Intervenuto ai microfoni di Radio Rai, il presidente dell’AiaMarcello Nicchi, ha lanciato un segnale chiaro diretto al calcio italiano e alla pericolosità celata dietro alla possibile decisione di togliere agli arbitri il 2% di diritto di voto in assemblea Figc:

“Minare l’indipendenza e la terzietà della classe arbitrale potrebbe significare l’inizio di una nuova Calciopoli. Sto facendo di tutto per calmare gli arbitri, ma non sorprendetevi se sciopereranno e non li troverete sul campo. L’arbitro deve votare perché è un principio democratico” Mettere le mani sugli arbitri significherebbe che ognuno dice la sua: nel modo di designare, nella crescita, nell’organizzazione”.

Sul Var…

“E’ uno strumento che funziona, migliorabile e ormai voluto e accettato da tutti. A decidere è sempre l’arbitro in campo, questo deve rimanere un caposaldo. In Italia c’è un’organizzazione che funziona, tutti gli altri ci stanno seguendo. Questo è uno strumento che fa giustizia”.

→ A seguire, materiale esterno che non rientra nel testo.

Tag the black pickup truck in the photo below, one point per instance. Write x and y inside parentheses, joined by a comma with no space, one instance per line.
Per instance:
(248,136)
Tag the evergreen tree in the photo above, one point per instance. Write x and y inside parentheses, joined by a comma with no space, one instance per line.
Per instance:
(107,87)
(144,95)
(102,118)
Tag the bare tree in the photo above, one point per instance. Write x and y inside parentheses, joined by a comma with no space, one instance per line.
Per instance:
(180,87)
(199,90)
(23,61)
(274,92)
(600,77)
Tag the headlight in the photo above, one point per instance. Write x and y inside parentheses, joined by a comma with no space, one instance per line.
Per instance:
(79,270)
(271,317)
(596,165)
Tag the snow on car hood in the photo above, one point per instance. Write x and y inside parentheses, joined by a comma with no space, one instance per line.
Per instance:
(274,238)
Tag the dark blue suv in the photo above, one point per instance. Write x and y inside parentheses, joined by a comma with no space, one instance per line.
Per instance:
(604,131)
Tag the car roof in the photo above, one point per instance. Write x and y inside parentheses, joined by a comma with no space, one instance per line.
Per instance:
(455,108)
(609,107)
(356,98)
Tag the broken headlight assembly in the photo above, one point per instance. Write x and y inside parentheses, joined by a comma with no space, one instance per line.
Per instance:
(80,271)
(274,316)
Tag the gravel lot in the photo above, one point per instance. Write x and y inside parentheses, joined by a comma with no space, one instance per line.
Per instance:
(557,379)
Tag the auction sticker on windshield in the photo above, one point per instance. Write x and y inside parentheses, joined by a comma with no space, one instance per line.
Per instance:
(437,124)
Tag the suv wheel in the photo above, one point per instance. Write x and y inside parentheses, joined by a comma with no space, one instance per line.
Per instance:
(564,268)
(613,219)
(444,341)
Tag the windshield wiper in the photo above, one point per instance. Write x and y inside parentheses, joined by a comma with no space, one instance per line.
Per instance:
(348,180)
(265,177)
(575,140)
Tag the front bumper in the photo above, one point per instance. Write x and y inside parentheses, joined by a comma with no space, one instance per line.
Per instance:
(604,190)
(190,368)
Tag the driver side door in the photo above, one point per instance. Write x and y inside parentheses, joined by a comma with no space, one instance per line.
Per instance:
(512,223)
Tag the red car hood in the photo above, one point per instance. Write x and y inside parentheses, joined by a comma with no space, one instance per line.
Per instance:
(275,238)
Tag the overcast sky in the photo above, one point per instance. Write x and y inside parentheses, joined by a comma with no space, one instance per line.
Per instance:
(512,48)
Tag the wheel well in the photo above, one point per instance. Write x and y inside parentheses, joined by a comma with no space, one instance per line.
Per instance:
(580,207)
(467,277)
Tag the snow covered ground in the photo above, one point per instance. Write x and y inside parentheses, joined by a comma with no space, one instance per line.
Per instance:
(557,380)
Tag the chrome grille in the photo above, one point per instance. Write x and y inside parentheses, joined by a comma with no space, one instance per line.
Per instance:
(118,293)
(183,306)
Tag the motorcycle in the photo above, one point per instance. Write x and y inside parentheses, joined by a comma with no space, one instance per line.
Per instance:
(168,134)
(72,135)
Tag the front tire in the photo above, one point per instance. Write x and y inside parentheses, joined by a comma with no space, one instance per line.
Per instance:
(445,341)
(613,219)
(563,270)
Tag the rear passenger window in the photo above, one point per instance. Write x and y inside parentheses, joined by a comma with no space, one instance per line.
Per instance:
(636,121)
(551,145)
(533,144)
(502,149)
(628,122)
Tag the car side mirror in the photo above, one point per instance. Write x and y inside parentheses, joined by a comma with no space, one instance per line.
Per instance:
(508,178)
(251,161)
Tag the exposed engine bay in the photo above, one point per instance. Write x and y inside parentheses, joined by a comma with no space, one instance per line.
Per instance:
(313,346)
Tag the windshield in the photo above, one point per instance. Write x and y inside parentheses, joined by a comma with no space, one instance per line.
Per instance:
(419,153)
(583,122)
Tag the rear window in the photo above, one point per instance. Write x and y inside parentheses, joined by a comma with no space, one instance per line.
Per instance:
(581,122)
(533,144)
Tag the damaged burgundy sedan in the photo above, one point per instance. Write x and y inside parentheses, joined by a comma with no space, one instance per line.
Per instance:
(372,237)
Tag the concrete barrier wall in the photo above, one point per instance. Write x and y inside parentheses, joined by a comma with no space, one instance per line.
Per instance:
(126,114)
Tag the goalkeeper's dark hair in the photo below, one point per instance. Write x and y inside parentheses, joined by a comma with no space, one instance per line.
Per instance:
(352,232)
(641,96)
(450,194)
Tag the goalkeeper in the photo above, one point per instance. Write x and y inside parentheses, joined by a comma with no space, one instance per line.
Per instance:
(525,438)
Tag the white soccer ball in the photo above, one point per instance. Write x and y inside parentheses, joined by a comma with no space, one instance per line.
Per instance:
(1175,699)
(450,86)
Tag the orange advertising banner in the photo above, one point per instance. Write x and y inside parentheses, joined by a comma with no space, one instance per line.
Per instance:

Sulle frasi di Buffon dopo Real Madrid-Juventus…

“Buffon è un grande campione, ma a certi livelli bisogna stare attenti a cosa si dice perché ci sono i ragazzi che ascoltano. Se fosse successo in Italia avrei difeso l’arbitro, che non può essere offeso e minacciato né prima, né durante e né dopo”.